= Khaleel Chishty =

Pakistani citizen

Dr Khaleel Chishty was a Pakistani citizen who was convicted and sentenced to life imprisonment in January 2011 for killing a man after a fight in the Indian town of Ajmer in 1992. The trial lasted 18 years, during which he was kept under house arrest in his ancestral home in Ajmer.

In April 2012, during a meeting, Pakistan's President Asif Ali Zardari discussed Dr. Chishty's release with Indian Prime Manmohan Singh. In May 2012, the Supreme Court of India granted him bail on humanitarian grounds, allowing him to visit his home in Karachi, Pakistan. He was required to return for his next court hearing on 20 November 2012. Upon his return to India, the Indian Supreme Court freed him by dropping the murder charges against him.

==Background==
Chishty was a Professor of virology in Karachi Medical College and also held a PhD from the University of Edinburgh.

==Arrest and prosecution==
In 1992, Chishty visited Ajmer to see his ailing mother. He was involved in a family feud which resulted in a man being murdered in the same year. He was arrested and charged with the murder though he protested his innocence all along. During the lengthy trial he remained under house arrest at his ancestral home in Ajmer.

In January 2011 he was finally convicted and sentenced to life imprisonment in Ajmer jail. The trial lasted an unusual 18 long years.

==Clemency appeals==
On 17 June 2011, Justice Markandey Katju made a personal appeal to Prime Minister Manmohan Singh to release Chishty on humanitarian grounds. BJP, the main Indian opposition party expressed its dismay at a judge writing to the Prime Minister for securing the release of a Pakistani prisoner in his individual capacity.

In April 2012, Pakistan President Zardari appealed to Indian Prime Minister Singh to release him on humanitarian grounds and allow him to return to Pakistan.

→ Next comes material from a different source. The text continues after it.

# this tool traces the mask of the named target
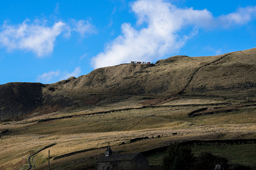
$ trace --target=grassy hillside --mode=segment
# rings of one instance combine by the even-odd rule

===Reference to the Sarabjit Singh case===

In November 2012 ex-justice Katju wrote to the President and Prime Minister of Pakistan requesting clemency for Sarabjit Singh on similar grounds. Sarabjit Singh is an Indian citizen who has also spent the last 22 years in Pakistani jail under conviction of terrorism. His family and supporters have maintained Sarabjit's innocence and claim that the arrest was on the grounds of mistaken identity.

==Release on bail==
At the intervention of the Indian Prime Minister Dr Singh, the Indian supreme court granted Chishty bail on humanitarian grounds in April 2012. He was subsequently also allowed to visit Pakistan until 1 November 2012 on a security deposit of 500,000 Indian Rupees.

==Release==
On his return from bail in Pakistan, Dr. Chishty was freed by the Indian Supreme Court in December 2012 and allowed to return to Pakistan.